In the presence of non-lethal dosages of ionizing radiation, including alpha, beta, gamma, and UV radiation, genomic DNA modifications such as frameshifts and double-strand breaks occur (citation pending). Due to this, individual organisms in a bacterial population may acquire mutations which lend to increased fitness in their respective environment. Depending on environmental stressors, examples of acquired could include those lending antibiotic resistance or increased growth in microgravity conditions. In a radiation rich environment such as space, bacteria are exposed to even higher rates of radiation.
Our team hypothesizes that :
1) By transforming the strain IR9-50-1, with point mutations in RecD, RecN, and RpoBC genes(Bruckbauer et al 2019), with plasmid(s) that have separately inducible genes coding for the proteins Dsup and CAHS, all or a permutation of these proteins being expressed may lend to radiation resistance greater than that of IR9-50-1, and especially greater than WT MG1655.
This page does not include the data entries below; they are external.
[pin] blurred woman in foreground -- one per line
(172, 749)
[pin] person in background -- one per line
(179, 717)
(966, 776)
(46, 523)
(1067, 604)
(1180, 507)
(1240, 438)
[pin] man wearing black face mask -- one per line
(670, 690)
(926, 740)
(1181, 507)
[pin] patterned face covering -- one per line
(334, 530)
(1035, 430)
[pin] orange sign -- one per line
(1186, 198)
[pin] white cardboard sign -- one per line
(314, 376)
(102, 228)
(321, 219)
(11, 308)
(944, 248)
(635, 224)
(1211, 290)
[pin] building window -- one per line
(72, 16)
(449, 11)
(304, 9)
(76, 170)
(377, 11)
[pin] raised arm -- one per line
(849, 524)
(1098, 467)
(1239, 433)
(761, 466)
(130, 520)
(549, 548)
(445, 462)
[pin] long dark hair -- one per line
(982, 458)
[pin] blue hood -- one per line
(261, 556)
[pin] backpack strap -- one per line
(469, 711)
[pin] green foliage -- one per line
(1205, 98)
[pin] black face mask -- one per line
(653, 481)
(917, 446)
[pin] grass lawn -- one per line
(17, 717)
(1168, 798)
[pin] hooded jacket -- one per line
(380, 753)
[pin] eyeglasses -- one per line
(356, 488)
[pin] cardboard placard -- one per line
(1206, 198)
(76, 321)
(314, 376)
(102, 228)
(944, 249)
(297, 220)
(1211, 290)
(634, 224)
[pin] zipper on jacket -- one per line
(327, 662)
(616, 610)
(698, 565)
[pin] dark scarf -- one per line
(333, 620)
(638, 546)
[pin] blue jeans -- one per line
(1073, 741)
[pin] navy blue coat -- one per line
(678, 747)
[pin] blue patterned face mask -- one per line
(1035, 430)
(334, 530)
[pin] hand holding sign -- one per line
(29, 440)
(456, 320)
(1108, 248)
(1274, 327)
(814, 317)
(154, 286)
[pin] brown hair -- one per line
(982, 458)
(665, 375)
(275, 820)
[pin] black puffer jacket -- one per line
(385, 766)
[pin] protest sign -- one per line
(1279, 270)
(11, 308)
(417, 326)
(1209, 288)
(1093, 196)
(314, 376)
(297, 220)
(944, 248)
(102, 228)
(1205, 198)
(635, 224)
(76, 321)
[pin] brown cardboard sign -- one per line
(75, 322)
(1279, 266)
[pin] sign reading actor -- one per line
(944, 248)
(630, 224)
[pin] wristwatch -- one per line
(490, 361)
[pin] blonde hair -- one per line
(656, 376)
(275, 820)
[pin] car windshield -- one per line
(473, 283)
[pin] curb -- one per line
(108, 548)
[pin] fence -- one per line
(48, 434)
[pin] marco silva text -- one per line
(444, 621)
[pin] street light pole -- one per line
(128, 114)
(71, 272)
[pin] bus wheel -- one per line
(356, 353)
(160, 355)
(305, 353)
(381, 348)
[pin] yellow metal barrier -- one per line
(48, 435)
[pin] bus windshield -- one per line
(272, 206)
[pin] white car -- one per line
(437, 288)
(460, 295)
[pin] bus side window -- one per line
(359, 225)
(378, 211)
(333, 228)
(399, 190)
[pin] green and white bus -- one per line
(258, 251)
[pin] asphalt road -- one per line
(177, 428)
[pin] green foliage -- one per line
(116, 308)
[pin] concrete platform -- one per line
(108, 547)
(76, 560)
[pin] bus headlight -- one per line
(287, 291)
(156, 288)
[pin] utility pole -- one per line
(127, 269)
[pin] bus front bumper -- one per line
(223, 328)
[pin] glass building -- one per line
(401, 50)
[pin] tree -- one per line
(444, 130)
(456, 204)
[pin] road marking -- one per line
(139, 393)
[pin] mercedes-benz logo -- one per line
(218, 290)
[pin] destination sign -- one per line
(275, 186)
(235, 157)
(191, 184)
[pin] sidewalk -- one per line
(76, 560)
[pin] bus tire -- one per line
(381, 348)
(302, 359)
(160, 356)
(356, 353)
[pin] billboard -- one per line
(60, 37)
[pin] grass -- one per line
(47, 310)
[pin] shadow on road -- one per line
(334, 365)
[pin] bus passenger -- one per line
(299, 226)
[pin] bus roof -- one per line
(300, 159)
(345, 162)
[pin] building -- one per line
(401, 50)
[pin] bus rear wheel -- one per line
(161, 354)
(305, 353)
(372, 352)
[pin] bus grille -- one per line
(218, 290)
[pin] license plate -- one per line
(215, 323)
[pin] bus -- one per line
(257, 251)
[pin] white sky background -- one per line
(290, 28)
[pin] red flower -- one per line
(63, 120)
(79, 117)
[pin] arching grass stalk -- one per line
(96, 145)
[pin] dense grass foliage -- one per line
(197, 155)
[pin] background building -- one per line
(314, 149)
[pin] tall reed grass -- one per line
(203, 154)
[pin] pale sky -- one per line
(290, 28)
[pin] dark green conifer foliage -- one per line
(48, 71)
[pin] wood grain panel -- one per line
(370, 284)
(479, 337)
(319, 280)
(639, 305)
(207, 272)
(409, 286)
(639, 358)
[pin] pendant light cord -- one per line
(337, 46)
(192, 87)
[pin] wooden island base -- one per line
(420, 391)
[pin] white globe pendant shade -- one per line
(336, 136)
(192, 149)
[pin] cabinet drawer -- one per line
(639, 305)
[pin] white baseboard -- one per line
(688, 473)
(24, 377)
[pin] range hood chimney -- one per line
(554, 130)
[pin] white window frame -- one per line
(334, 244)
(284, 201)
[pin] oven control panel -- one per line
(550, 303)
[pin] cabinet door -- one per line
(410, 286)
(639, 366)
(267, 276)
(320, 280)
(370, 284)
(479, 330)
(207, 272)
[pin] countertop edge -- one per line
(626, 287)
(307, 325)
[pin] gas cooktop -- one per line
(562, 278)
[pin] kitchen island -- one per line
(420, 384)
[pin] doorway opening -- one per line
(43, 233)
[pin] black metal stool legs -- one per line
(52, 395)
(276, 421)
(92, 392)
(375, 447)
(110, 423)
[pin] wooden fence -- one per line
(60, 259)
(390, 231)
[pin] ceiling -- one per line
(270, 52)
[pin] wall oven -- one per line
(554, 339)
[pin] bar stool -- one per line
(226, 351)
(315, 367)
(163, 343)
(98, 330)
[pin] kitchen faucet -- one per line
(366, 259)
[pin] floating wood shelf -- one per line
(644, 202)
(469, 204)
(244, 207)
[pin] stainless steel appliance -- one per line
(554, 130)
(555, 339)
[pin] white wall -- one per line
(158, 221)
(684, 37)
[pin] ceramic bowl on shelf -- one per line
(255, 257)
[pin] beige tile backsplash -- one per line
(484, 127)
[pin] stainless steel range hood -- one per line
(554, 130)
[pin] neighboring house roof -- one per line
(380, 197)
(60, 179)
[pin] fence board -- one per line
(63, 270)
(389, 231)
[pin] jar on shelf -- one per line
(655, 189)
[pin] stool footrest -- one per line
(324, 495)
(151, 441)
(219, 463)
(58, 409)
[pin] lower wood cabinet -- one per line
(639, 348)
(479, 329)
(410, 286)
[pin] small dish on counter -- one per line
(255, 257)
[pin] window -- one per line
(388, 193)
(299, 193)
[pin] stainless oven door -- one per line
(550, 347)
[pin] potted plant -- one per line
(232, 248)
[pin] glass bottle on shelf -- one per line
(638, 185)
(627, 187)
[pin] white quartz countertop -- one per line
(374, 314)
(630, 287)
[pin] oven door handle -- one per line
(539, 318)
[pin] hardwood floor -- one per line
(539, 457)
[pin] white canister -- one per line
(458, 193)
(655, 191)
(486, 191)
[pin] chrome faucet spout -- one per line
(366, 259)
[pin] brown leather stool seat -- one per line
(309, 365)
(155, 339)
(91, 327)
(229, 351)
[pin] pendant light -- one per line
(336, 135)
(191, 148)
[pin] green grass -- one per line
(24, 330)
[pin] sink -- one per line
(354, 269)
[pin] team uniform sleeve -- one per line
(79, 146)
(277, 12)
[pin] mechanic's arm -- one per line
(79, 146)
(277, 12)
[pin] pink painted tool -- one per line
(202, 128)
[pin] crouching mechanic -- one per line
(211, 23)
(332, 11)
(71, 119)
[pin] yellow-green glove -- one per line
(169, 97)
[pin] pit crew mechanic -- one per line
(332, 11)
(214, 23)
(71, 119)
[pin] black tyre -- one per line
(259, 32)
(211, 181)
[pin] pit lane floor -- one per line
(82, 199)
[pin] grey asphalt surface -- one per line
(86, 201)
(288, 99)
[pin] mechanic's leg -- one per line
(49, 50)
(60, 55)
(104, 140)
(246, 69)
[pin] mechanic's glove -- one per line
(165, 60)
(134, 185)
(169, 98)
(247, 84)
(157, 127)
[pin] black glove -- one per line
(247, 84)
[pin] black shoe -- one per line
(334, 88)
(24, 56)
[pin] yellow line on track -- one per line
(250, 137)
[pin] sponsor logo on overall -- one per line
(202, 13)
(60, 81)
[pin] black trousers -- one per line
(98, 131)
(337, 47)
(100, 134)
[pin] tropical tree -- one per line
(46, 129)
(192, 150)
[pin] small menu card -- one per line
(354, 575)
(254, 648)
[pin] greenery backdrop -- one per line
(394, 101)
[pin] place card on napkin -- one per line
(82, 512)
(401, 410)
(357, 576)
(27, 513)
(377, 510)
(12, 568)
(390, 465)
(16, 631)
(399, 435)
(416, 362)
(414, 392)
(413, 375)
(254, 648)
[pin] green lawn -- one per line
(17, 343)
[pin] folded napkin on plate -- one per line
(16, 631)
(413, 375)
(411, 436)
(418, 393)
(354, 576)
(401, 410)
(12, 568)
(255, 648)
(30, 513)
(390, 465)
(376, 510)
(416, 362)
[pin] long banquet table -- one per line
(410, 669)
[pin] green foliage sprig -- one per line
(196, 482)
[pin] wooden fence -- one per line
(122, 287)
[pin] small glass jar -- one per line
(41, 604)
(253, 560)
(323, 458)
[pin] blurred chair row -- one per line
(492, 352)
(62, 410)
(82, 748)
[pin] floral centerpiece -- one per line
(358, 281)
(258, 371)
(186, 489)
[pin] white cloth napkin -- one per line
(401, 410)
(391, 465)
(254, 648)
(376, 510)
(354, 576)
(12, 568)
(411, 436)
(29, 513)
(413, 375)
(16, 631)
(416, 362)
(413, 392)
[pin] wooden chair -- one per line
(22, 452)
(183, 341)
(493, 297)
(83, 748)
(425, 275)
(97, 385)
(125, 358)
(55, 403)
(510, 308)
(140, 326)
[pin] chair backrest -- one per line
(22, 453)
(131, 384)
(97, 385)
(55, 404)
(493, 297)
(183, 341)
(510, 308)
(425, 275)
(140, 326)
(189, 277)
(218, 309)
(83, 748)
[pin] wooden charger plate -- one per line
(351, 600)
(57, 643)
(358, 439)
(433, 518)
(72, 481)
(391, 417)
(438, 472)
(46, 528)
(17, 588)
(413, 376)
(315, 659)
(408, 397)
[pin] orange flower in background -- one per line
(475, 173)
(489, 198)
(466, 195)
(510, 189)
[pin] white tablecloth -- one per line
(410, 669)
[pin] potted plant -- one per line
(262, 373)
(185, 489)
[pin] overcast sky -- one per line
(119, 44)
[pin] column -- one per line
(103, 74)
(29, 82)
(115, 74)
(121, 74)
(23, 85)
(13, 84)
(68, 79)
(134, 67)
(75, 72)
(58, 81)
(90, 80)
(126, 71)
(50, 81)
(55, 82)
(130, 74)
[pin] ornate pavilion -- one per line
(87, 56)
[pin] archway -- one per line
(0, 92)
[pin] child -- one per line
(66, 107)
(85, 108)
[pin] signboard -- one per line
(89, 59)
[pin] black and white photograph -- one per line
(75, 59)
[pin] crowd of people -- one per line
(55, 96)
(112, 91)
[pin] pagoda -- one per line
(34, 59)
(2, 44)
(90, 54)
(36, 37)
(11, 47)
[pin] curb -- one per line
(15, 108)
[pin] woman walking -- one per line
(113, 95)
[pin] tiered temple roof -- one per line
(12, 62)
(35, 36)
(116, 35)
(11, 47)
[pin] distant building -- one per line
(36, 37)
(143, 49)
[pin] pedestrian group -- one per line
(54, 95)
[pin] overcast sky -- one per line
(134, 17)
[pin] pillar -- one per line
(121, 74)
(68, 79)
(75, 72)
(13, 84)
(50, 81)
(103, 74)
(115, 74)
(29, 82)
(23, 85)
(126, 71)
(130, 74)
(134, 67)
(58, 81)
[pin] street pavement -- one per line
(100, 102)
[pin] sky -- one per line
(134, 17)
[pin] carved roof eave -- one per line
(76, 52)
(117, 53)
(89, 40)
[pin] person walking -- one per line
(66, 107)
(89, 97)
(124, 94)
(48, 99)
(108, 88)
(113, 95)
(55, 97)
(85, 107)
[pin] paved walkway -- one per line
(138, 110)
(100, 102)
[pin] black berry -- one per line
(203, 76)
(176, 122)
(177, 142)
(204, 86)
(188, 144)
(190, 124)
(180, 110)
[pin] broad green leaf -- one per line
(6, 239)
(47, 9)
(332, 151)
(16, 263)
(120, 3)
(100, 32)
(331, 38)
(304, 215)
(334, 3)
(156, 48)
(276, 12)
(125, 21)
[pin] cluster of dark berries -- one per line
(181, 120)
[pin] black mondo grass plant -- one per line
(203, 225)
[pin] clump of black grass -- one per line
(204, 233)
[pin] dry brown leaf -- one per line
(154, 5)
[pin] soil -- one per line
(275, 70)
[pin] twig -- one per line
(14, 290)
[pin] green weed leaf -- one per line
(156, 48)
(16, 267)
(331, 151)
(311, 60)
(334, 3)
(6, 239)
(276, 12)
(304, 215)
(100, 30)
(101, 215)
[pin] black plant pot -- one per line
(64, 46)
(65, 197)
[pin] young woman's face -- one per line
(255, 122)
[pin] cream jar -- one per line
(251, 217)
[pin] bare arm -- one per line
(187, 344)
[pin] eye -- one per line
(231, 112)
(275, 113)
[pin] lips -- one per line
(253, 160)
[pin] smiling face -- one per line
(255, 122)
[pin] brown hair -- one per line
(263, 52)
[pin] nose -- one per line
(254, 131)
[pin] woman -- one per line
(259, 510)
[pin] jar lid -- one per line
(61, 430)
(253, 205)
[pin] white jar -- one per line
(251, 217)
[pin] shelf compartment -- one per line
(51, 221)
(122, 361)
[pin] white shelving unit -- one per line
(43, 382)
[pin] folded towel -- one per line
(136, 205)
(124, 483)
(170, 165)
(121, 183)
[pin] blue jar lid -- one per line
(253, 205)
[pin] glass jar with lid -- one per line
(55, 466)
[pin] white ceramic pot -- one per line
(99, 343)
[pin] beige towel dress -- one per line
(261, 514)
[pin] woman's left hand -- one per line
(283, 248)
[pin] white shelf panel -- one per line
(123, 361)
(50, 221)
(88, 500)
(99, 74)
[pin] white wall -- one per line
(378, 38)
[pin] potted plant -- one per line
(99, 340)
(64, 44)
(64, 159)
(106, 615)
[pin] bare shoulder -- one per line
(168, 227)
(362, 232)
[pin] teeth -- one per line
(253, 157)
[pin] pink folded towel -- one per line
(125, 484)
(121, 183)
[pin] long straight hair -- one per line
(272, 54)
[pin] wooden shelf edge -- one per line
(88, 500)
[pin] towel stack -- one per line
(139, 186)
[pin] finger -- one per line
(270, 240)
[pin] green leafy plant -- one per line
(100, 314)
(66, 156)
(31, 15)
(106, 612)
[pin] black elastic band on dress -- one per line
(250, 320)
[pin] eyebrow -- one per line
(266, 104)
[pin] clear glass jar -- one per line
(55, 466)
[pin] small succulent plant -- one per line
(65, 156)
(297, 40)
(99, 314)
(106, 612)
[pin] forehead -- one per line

2) If you can increase the resistance of organisms to ionizing radiation, you can decrease the rate of gain of function mutations that lead to antibiotic resistance. We will test this by transforming both Wild-Type and CosmoColi with a plasmid with a loss of function mutation in an antibiotic resistance gene, growing several generations of each under sub-lethal UV-light, and screening for antibiotic resistance at several intervals. Hypothetically, the WT population will gain a gain of function mutation in the antibiotic gene at a faster rate than CosmoColi.